Thomas Scheff (2003) explains, each culture (from which the scientific community is not immune) generates and reflects a variety of assumptions that are never fully declared or critically discussed, thus contributing to the maintenance of the status quo. These ruling assumptions are understood as ‘tropes’ which in turn give rise to a variety of linguistic and mental routines. Within child psychotherapy training as well as adult psychoanalytic training, similar sacrosanct doctrines prevail in which there is an adherence to the theories and life works of many remarkable and innovative pioneers who have made enormous contributions to our understanding of human psychology. The problem however is, that there is a serious risk that these theories, so illuminating in their time, have now become embedded and repeated as articles of faith in the various training schools. This has the potential to create an environment in which it is difficult to examine these theories critically in the light of changing circumstances, as well as for new ideas and theory to flourish.

The various embedded articles of faith also make it difficult to overturn rigid views about how psychotherapy for children should be practised. We find that what was original and innovative in the work of the pioneers of psychoanalysis with adults and children, has in some cases stagnated into doctrine. For example, the ‘true gold’ of child psychotherapy is almost always construed as long-term psychotherapy, sometimes over years. The further justification is that only long-term psychotherapy enables the full panoply of psychopathology to unfold. This leads us to question whether whilst we may as practitioners be fascinated by the complexity of the psychopathology; does this actually ensure that the patient gets better?

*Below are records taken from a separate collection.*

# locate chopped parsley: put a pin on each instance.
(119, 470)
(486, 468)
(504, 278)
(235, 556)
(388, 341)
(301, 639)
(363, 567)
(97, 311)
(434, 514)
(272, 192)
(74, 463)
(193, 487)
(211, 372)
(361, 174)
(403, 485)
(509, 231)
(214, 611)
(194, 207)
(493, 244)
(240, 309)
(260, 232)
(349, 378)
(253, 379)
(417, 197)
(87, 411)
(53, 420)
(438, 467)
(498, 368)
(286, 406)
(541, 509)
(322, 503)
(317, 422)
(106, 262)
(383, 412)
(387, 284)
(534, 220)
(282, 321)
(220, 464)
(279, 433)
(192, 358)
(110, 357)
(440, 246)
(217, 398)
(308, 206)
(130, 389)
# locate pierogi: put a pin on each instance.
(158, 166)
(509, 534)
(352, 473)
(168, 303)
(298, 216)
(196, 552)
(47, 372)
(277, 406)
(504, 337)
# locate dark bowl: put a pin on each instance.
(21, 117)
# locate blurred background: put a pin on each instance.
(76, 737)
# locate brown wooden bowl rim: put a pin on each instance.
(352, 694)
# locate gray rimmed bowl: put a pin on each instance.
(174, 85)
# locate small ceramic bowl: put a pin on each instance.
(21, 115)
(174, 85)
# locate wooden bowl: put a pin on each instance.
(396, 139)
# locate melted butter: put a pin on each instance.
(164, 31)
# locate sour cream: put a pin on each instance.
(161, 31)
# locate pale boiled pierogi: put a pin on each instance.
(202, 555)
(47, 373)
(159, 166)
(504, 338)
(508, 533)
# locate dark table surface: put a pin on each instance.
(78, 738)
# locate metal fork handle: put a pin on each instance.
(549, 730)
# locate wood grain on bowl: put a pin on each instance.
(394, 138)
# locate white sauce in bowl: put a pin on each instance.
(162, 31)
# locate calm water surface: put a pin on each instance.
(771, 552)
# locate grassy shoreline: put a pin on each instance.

In this regard, the researcher and psychotherapist Jonathan Shedler (2010) who has championed the contribution of psychodynamic psychotherapy, refers to what he describes as the preoccupation with style over content in the therapeutic discourse with respect to endlessly debating what ‘really’ constitutes psychotherapeutic treatment. For example, whether it is frequency of sessions or lying on the couch. In this regard Shedler reminds us that ‘psychoanalysis is an interpersonal process not an anatomical position’ (Shedler, 2010, p.9). In his examination of the scientific evidence to support the efficacy of psychodynamic psychotherapy (2010), Shedler makes the point that the earlier resistance to disseminate this evidence in contemporary research circles, is connected at least in part in the United States, to past ‘psychoanalytic arrogance and authority’ of the hierarchical exclusive medical establishment. This has played a part in creating a negative view of psychodynamic thinking amongst many mental health professionals who have gone on instead to embrace the promise of cognitive behavioural therapies. Psychoanalyst Otto Kernberg

(2014) goes further in his critical assessment of what he describes as the ‘underlying authoritarian structure of psychoanalytic education’ which he states has infantilised candidates, whilst creating a self-protective isolation from ideas that present alternative views and positions.